Bölüm-1

655 88 35
                                    

                                                           ''Bazı duygular her zaman vardır onları hissedebilirsiniz hep oradadırlar ancak öyleleri vardır ki hissedersiniz ama neden orada olduğunu bilemezsiniz sadece oradadırlar.''

 

            Bu sabah uyandığımda yine her zamanki günlerden biriydi. En azından ben öyle hissediyordum. Sanki hayatımı ertesi günün olması için yaşıyormuş gibi geliyordu bana çoğu zaman. Ve eğer sırtınızda kanatlarınız varsa ve bu herkesinkinden farklıysa bu pekte kolay olmuyordu. Ayrıca henüz neden böyle olduğunu da çözebilmiş değilim. Bütün meleklerin kanatları beyaz olurdu değil mi? Eğer buna katılıyorsanız tekrar düşünün derim. Çünkü benim kanatlarım maviydi. Korkarak yaşamamın sebebi buydu. Sürekli kanatlarımın ne işe yaradığını öğrenmek isteyen kişiler tarafından rahatsız edilmek pekte hoş değildi. Herkes bunu öğrenmek istiyordu ama ben istemiyordum. Ama bazen hayat size ketçapı verdiğinde mayonez nerde diyemezsiniz. Bu kanatlar umurumda değildi. Ortalık yerde görünmediği için çok mutluydum. Sadece biz istediğimiz zaman ortaya çıkıyorlardı. Düşünsenize insanların içinde dolaşan kanatlı bir şey!

Üzerimi giyip çalıştığım yere gitme vakti gelmişti. Çoğunlukla meleklerin takıldığı bir barda çalışıyordum. Dışarı çıktığımda tenime serin bir esinti çarptı. Bu iyiydi.Ne sıcak nede soğuk. Bar ile ev arası çok kısaydı. Sabahları daha çok müşteri vardı çünkü melekler akşamları pek dışarı çıkmazlardı. Bazı melek düşmanları -ki kendilerine ''Venüs'' diyorlar- geceleri bir çok meleği avlıyorlardı. Buda bizi yine açık bir hedef haline getiriyordu.

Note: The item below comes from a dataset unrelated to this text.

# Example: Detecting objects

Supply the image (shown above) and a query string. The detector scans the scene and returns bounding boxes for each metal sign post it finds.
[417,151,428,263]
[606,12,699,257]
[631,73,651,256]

Bara geldiğimde henüz sandalyeleri masalardan indiriyorlardı.

''Selam Lyla.'''

''Günaydın Addy.''

Henüz 13 yaşında olan Addy temizlik işlerinde bakardı ekstradan da bana yardım ederdi. Genel olarak şeker bir çocuktu. Tezgahın diğer tarafına geçip önlüğümü taktım. Bu sırada benim sağımda kalan köşede oturan birini gördüm. Beyaz tişörtü dışında tamamen siyah giyinmişti. Siyah deri ceket, siyah botlar, siyah pantolon. Sanırım baktığımı fark etmiş olacak ki kafasını kaldırıp doğrudan gözlerime baktı. Saniyenin onda biri kadar olsa da içimi ürpertmişti. Acaba Venüs olabilir miydi? Hemen Addy'i çağırdım.

''Şurada oturan adam ne zamandır burada?''

''Ben kapıları açar açmaz içeri girdi ve  sadece bir bardak kola istediğini söyledi.''

Addy sorduğum soru karşısında şaşırmışa benziyordu.Hatta daha çok korkmuş gibiydi.

''Ahh işte gidiyor beni fena korkuttu sanırım ücreti masaya bıraktı.''

Addy ücreti almaya gittiğinde tuttuğum nefesi sonunda bıraktım.

''Hey Lyla burada bir kağıt var ve sanırım üzerinde Mavi yazıyor.''

Bazen bir kelime size o kadar çok şey anlatırdı ki onu sindirmenize vakit bırakmazdı. Sadece o kelime yeterdi sizin için. Çok hızlı olurdu bu şey o kadar hızlı olurdu ki siz olayı idrak edemeden sonuçlarını düşünmeye başlarsınız. Ve bazı sonuçlar sebepsizce oluverirdi. Orada yazan şey gökyüzünün rengini anlatıyor olabilirdi veya denizin ama hayır orda yazan kelime tamamen bana yönelikti. Orda yazan Mavi benim kanatlarımı anlatıyordu. Sadece Mavi.